# TV licence , leaving address & moving to address which already has one? refund?



## gerprem08 (18 Feb 2013)

Hi folks. My licence is up for renewal on 1/3/13.
I'm leaving this address and taking my TV to a shared house where one person has a licence on 31/3/13. Was thinking of either letting it slide for the month or signing for monthly direct debit and canceling it after the first monthly payment. Why should I pay 160.00 for a licence I need for only a month? I know in the UK you can claim a refund on the licence but not in Ireland. Any advice? Thanks!


----------



## dub_nerd (18 Feb 2013)

I wouldn't do the direct debit cancellation thing - it's not a pay-as-you-go option and An Post may pursue you for the remainder.  Can you get your TV off the premises and do without for a month? (It _is_ Lent after all  )


----------



## alexandra123 (18 Feb 2013)

It is probably best if you contact the TV licence department and tell them that you are moving house where their is an existing tv licence and to remove your name from their billing system.
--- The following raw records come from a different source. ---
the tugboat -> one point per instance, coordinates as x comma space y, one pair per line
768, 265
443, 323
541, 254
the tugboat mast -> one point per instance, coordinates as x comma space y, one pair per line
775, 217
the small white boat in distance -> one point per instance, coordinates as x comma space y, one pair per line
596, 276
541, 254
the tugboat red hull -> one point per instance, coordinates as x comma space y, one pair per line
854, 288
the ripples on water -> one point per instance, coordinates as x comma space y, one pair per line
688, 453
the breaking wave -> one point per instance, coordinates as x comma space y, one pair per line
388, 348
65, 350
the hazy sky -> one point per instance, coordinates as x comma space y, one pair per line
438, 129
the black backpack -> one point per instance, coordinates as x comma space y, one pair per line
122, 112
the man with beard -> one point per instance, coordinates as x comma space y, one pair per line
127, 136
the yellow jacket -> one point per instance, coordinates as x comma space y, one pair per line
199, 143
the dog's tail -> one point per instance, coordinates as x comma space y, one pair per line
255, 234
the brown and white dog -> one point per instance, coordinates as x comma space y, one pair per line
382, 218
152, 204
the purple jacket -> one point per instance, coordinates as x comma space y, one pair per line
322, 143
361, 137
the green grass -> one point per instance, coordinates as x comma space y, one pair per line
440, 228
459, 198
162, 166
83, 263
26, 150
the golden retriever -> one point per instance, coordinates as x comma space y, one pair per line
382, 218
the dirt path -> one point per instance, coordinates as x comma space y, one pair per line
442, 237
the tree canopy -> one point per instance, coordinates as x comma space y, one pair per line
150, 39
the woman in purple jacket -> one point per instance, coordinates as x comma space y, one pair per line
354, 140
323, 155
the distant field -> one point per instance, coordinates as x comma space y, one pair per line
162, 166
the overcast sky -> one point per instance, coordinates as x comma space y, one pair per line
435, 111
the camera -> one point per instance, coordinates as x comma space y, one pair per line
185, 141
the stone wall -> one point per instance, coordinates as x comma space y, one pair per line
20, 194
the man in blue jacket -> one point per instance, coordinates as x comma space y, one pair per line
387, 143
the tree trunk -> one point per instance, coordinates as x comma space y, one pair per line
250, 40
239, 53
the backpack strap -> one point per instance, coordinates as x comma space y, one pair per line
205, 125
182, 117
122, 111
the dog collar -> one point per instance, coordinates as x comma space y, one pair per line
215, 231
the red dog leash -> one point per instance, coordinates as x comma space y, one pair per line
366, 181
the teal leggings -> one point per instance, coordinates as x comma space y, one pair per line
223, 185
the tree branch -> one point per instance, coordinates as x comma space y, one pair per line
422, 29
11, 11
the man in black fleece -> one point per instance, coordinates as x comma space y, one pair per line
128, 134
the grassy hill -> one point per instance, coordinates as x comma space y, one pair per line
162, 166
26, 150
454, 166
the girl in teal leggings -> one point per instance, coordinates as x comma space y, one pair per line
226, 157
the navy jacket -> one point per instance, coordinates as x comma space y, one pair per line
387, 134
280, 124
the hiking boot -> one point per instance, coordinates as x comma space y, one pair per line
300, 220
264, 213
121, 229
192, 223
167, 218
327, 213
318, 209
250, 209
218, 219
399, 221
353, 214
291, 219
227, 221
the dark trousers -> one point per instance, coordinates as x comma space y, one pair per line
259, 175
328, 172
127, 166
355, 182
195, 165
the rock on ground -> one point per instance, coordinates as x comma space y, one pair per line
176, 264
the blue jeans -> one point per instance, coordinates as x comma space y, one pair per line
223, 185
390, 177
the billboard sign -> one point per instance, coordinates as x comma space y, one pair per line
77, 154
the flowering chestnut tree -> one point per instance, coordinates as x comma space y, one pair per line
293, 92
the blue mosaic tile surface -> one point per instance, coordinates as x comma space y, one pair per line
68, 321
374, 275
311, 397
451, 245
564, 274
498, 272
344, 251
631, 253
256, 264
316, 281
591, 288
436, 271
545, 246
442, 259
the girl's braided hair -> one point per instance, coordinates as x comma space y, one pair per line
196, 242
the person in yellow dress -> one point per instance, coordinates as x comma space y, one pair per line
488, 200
Then I would watch tv as normal until you move. Maybe if you just leave and do nothing - the notices will keep being sent to the same address with your name on the bill. You don't want to be done for failure to appear in court. I don't know if they do arrest warrants for matters such as this. I would not be buying a licence if I was moving in a month.


----------



## moonman (26 Feb 2013)

my daughter had this problem a couple of years ago , she emailed them, and told them that she would not be renewing the licence as she was moving a few days before it was due, she moved in with her friend 3 weeks later and that was that. she made enquiries later and she found out that they did not pursue it. she left a forwarding address for mail and she didn't receive a notice for a tv licence.


----------



## Time (26 Feb 2013)

If you are paying from month to month it is very hard to simply just cancel the licence as they automatically issue a new licence without notice.


----------



## ajapale (15 Sep 2013)

Time said:


> .. they automatically issue a new licence without notice.



Time, if this is true it reinforces our concern voiced else where about the automatic "roll over" of Direct Debit mandates for other taxes and levies.


----------



## Crea (30 Sep 2013)

Let them know your plans. Tell them you're moving to an address with a license which is in someone elses name. If you don't do this and go to get a license down the line it might cause headaches. Best to be up front and get the info onto their systems.


----------